The most important thing I learned at the CARD meeting last night was, there are constitutional amendments advancing through the state legislature that will lower the threshold of votes needed to RAISE YOUR TAXES for stuff other people want, like a fancy aquatic center for Aquajets.   Jerry Hughes, the former CARD director who called the meeting, said they will probably hold off efforts to get this bond they want on our property taxes until  they see how these amendments fare in the legislature.

Excuse me – I don’t know if I made this point when I posted this earlier – we don’t get to vote on these amendments – the Democrat-controlled legislature is expected to  pass them, making it will be easier for our local governments and districts like CARD  and CUSD to flop a bond or assessment on our homes. We have to CONTACT OUR LEGISLATORS.

I’ll post a separate report about that meeting last night, but I’d like to tell everybody now, this below is what’s important in Election 2014, and this will likely be the focus for the Chico Taxpayers Association.

Our next meeting, by the way, has been scheduled for the SECOND SUNDAY, Oct. 13, hope to see you there.

From Howard Jarvis Tax Association:


Bills That Threaten Homeowners and Small Businesses Are Starting to Move Through the Legislature!

The new Legislature is dominated by pro-tax politicians, and bills, that undermine the taxpayer protections in Proposition 13, have been introduced and are starting to be heard in committee. If approved, these bills could cost every property owner thousands of dollars.

On May 15th, six of these bills that directly undercut various provisions of Proposition 13 (SCA 3, 4, 7, 8, 9 and 11) were heard in the Senate Governance and Finance Committee. Despite strong testimony from HJTA these were approved on a party-line vote (Democrats in favor). The battle now shifts to the Elections and Constitutional Amendments Committee. While the bills have not yet been set for a hearing, they could be taken up at any time. We will continue to alert you promptly regarding these and other threats to Proposition 13.

An additional two bills, Assembly Constitutional Amendments 3 and 8, also diminish Proposition 13’s protections. These have not been set for a hearing yet.


Senate Constitutional Amendment 3 (SCA 3), Mark Leno (D—San Francisco): Lowers the threshold for school district per-parcel property taxes from two-thirds to 55%. This is a direct assault on Proposition 13 because it makes it easier to increase property taxes above Proposition 13’s one percent cap.

Senate Constitutional Amendment 4 (SCA 4), Carol Liu (D—La Canada) andSenate Constitutional Amendment 8 (SCA 8), Ellen Corbett (D—San Leandro): Lowers the threshold for the imposition, extension or increase of local transportation special taxes from the Proposition 13-mandated two-thirds vote to 55%. Most transportation special tax increases consist of very regressive sales tax hikes. These add to the burden of California taxpayers who already pay the highest state sales tax in the nation.

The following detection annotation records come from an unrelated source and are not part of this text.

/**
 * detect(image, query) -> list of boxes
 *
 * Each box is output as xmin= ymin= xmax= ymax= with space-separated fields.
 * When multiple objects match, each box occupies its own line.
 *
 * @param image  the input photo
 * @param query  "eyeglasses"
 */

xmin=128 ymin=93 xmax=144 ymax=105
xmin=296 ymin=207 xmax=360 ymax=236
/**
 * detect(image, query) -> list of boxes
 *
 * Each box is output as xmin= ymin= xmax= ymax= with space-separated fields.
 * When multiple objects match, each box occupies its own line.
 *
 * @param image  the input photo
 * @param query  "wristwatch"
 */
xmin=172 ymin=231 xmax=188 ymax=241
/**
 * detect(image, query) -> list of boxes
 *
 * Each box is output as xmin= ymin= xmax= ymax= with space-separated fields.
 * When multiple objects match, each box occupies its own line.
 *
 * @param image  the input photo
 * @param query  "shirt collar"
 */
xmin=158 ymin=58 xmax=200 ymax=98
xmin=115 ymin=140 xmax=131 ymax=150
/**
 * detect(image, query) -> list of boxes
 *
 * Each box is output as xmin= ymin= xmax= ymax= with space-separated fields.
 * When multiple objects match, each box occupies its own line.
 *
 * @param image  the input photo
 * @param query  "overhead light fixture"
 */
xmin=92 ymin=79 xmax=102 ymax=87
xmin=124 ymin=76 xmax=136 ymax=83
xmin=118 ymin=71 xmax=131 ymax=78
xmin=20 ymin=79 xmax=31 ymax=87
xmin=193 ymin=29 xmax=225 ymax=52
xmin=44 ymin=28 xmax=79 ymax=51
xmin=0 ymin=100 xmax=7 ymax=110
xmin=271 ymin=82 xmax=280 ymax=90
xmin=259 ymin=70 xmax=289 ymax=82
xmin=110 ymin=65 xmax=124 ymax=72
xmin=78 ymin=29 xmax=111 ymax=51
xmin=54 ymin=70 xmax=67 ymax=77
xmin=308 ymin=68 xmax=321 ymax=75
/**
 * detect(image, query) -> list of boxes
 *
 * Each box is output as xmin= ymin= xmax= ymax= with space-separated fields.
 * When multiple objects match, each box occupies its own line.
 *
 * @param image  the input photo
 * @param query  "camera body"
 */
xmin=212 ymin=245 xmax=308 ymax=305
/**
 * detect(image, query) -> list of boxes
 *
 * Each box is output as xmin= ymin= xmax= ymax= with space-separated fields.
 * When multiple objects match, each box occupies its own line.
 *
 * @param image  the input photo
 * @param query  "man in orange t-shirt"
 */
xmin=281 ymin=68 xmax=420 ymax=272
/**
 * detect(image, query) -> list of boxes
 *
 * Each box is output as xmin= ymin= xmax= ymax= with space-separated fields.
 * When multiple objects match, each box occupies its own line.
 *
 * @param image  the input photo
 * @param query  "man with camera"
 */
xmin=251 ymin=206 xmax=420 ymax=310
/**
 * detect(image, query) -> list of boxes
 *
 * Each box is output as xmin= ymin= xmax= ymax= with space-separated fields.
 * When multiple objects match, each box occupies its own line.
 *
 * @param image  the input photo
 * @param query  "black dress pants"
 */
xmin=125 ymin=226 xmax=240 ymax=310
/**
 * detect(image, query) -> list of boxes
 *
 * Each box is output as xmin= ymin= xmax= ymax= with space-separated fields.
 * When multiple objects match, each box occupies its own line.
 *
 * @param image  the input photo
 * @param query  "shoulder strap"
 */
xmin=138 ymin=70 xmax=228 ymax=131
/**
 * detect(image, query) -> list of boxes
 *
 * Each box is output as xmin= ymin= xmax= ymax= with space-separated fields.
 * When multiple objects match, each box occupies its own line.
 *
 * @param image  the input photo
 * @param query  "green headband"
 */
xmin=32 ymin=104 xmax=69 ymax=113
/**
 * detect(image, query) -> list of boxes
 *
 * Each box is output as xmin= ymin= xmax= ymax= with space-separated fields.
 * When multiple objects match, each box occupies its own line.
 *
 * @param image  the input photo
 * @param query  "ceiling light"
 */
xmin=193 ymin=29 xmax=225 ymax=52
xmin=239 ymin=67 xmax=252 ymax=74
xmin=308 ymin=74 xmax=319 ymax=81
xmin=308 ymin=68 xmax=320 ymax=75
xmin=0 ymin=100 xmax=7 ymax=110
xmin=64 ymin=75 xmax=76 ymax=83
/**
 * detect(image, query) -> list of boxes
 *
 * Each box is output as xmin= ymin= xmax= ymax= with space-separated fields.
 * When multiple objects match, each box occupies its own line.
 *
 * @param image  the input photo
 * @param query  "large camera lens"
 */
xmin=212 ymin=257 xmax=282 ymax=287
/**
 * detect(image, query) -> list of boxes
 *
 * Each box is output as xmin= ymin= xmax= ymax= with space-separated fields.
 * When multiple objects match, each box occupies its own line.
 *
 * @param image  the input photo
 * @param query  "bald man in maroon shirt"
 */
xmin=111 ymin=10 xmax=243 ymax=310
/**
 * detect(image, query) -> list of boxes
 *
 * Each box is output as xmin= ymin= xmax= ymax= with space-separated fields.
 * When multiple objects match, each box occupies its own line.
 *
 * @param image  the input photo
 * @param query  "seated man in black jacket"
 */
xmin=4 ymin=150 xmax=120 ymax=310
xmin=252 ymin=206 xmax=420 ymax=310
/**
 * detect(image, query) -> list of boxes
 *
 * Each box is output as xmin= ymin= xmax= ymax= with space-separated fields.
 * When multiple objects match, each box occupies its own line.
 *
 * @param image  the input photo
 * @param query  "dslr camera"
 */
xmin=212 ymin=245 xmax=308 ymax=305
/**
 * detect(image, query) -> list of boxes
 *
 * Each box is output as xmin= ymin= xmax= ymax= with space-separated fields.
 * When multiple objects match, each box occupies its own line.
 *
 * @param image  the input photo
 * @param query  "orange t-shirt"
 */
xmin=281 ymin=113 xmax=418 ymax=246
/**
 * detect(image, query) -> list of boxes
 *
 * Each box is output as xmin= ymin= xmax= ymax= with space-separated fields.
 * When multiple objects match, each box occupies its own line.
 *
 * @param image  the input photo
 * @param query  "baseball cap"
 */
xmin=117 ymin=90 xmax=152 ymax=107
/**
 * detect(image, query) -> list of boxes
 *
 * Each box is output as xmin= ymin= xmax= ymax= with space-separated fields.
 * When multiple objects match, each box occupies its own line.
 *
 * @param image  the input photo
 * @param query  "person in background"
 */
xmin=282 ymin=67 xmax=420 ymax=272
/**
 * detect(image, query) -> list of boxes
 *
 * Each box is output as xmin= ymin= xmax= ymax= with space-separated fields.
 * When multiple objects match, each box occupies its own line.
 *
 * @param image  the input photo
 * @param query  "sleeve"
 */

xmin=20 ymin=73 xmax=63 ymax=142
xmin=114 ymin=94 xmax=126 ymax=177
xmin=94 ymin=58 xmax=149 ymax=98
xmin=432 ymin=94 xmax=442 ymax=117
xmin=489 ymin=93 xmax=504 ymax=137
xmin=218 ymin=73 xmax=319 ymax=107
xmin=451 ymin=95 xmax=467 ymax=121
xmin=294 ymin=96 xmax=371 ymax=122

Senate Constitutional Amendment 7 (SCA 7), Lois Wolk (D—Davis): Lowers the threshold from two-thirds to 55% in order to approve a bond to fund public library facilities. Lowering the threshold for school facilities to 55% has already resulted in billions of dollars of additional property tax payments that otherwise would not have been approved by voters.

Senate Constitutional Amendment 9 (SCA 9), Ellen Corbett (D—San Leandro): Lowers the threshold from two-thirds to 55% to increase special taxes to fund community and economic development projects.

Senate Constitutional Amendment 11 (SCA 11), Loni Hancock (D—Berkeley): Lowers the threshold to 55% to allow for voters representing ANY local government entity to approve a special tax for ANY purpose. This is far and away the broadest application, and thus the most egregious, of these constitutional amendments.

Assembly Constitutional Amendment 3 (ACA 3), Nora Campos (D—San Jose): Lowers the threshold to 55% for voters within cities, counties and special districts to approve EITHER a local bond measure or a special tax in order to fund emergency service facilities projects including police and fire services.

Assembly Constitutional Amendment 8 (ACA 8), Bob Blumenfield (D—Woodland Hills): Lowers the threshold to 55% for city and county voters to approve a local bond measure in order to fund emergency service facilities projects.